The problem of judgment, culpability, and punishment is complicated by the fact that the constituency of terrorists comprises at least three distinct populations. The single, lone-wolf terrorist—what I call the entrepreneurial terrorist—is often a confused and psychotic loner. The institutional terrorists, those who join Al Qaeda, Hamas, and other terror groups, may act in a manner that seems equally insane. but they are not psychotic; they know exactly what they are doing. The members of the professional SS Einsatzgruppen, who volunteered to slaughter the Jews by hand before the Nazis built their gas furnaces,
were largely psychopaths or, at the very least, individuals with severe character disorders.27 For purposes of justice as well as our own self-defense, we must handle these groups quite differently. But first, we must attend to the often confusing terminology used to distinguish among them.
Abnormal Behavior
Normal behavior refers to conformity, conforming to “a norm, standard, pattern, level or type.” So what is abnormal behavior for a human being? The question can be answered only by a series of other questions. Am I referring to physiological behavior? Interpersonal behavior? Public or private? In relation to the standards of the species or of the culture? If the latter, what are the cultural norms and can they be considered normal?

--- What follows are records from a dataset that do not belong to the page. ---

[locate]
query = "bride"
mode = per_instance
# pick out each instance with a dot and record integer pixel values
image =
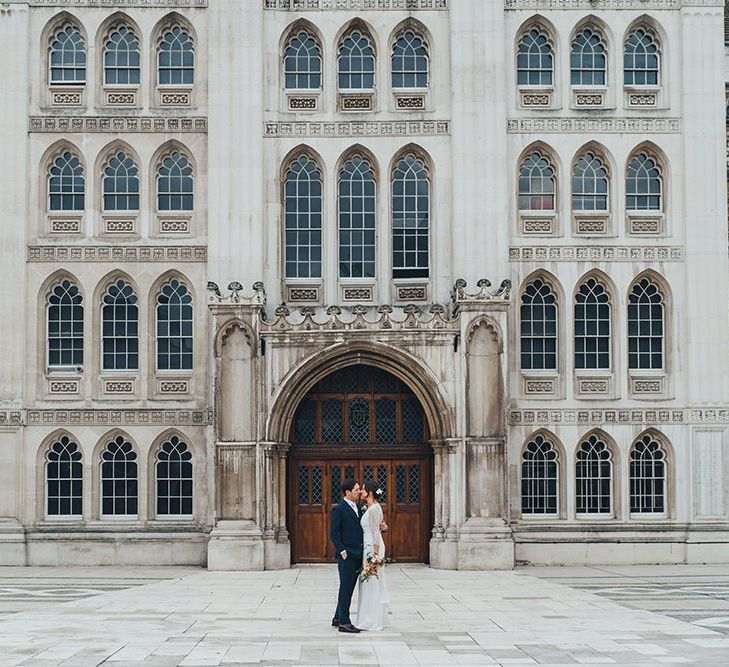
(373, 594)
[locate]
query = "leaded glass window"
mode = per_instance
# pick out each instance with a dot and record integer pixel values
(646, 327)
(534, 59)
(357, 205)
(590, 184)
(594, 472)
(174, 478)
(539, 478)
(302, 62)
(641, 60)
(303, 219)
(64, 479)
(356, 62)
(537, 183)
(66, 183)
(119, 478)
(176, 58)
(592, 326)
(410, 218)
(647, 477)
(120, 328)
(175, 183)
(65, 315)
(588, 60)
(121, 57)
(643, 184)
(538, 327)
(410, 61)
(121, 183)
(67, 57)
(174, 327)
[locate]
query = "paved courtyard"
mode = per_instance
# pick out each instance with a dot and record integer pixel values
(556, 616)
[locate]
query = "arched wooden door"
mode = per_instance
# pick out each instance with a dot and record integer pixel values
(360, 422)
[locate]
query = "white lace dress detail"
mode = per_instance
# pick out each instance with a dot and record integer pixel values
(373, 594)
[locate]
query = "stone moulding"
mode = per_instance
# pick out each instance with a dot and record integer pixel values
(117, 124)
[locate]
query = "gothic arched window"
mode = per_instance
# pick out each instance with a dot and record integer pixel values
(119, 478)
(65, 317)
(643, 184)
(175, 183)
(121, 183)
(64, 479)
(647, 477)
(119, 328)
(641, 60)
(176, 58)
(588, 60)
(66, 184)
(174, 315)
(534, 59)
(537, 183)
(539, 478)
(410, 218)
(121, 57)
(173, 469)
(356, 62)
(303, 219)
(67, 57)
(646, 326)
(594, 477)
(538, 315)
(410, 61)
(357, 205)
(302, 62)
(593, 326)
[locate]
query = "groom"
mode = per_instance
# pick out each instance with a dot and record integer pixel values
(346, 533)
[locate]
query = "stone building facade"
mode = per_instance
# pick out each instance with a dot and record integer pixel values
(462, 248)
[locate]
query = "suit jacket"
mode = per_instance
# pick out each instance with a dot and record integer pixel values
(346, 531)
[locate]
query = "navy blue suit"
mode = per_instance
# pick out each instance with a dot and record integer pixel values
(346, 533)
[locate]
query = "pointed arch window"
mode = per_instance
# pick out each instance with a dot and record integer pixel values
(173, 469)
(594, 477)
(410, 218)
(302, 62)
(535, 59)
(67, 57)
(121, 183)
(647, 477)
(593, 326)
(646, 326)
(641, 60)
(176, 58)
(65, 317)
(643, 184)
(537, 183)
(303, 218)
(410, 62)
(119, 478)
(539, 478)
(357, 205)
(175, 183)
(64, 479)
(538, 313)
(66, 184)
(356, 62)
(121, 57)
(588, 59)
(590, 183)
(174, 314)
(120, 328)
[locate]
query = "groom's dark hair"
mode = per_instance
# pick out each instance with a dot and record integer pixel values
(347, 485)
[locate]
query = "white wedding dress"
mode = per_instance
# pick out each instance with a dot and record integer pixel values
(373, 594)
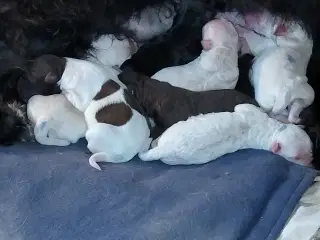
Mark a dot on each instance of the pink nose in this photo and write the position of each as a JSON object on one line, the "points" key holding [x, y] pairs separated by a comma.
{"points": [[304, 159]]}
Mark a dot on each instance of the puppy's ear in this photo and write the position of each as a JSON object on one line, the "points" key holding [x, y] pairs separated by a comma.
{"points": [[128, 76], [276, 147], [52, 78], [206, 44]]}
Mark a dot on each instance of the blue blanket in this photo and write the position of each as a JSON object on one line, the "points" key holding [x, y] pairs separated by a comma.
{"points": [[49, 193]]}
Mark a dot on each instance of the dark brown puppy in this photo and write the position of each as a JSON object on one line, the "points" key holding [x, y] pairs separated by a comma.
{"points": [[168, 105]]}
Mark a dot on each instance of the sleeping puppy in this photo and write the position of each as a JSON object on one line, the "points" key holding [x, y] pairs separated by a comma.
{"points": [[167, 104], [215, 68], [278, 77], [44, 71], [204, 138], [56, 121], [110, 51], [116, 131]]}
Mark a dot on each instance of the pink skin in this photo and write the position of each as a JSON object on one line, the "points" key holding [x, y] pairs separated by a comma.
{"points": [[216, 29], [206, 44], [281, 30], [303, 157], [253, 19]]}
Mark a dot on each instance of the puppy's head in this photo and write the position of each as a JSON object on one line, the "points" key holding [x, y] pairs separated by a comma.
{"points": [[131, 78], [219, 32], [41, 77]]}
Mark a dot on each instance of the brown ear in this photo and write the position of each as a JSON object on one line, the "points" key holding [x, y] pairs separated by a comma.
{"points": [[51, 78], [275, 147], [206, 44]]}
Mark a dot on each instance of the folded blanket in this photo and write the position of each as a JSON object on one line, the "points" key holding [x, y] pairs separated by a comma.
{"points": [[53, 193]]}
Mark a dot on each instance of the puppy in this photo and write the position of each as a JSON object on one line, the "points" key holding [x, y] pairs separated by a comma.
{"points": [[204, 138], [117, 132], [167, 104], [56, 121], [110, 51], [95, 90], [43, 72], [215, 68], [153, 21], [278, 77]]}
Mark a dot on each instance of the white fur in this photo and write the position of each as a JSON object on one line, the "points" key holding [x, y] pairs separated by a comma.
{"points": [[204, 138], [152, 22], [216, 68], [250, 41], [82, 80], [115, 144], [278, 77], [56, 121], [110, 51]]}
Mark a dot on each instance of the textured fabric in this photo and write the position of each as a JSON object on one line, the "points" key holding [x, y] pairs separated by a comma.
{"points": [[52, 193]]}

The problem of defining behavior relates to the uniqueness of that perverse species, Homo sapiens. It is easier with lower animals. Consider the single-celled animals. Observing these simplest of creatures under a microscope, one is impressed by both their anatomical similarities, one to another—they are all essentially formless blobs—and by the identical quality of their behavior. The amoeba randomly bounces from one place to another, absorbing nutrients and excreting wastes. That’s about it. And it does not matter if the swamp water in which it lives is in Toronto or Timbuktu.
In the case of the amoeba, normal behavior is easy to describe, since there can be little variation from the norm. The simplicity of the amoeba’s functions allows for nothing abnormal short of cellular destruction. These single-celled creatures are the purest individualists—they do not even require another individual to reproduce; they simply split themselves asunder, creating two where there was one. Still, it is hard to treat them as individuals. It is safe to assume no protozoologist names or romanticizes these simple creatures. They have no individuality. In contrast, I have a dear herpetologist colleague with whom I have collaborated in research on “animal rights” who ascribes emotions and personality to his cold and slithery charges, upbraiding me for being a “speciesist” with a bias toward warm-blooded animals.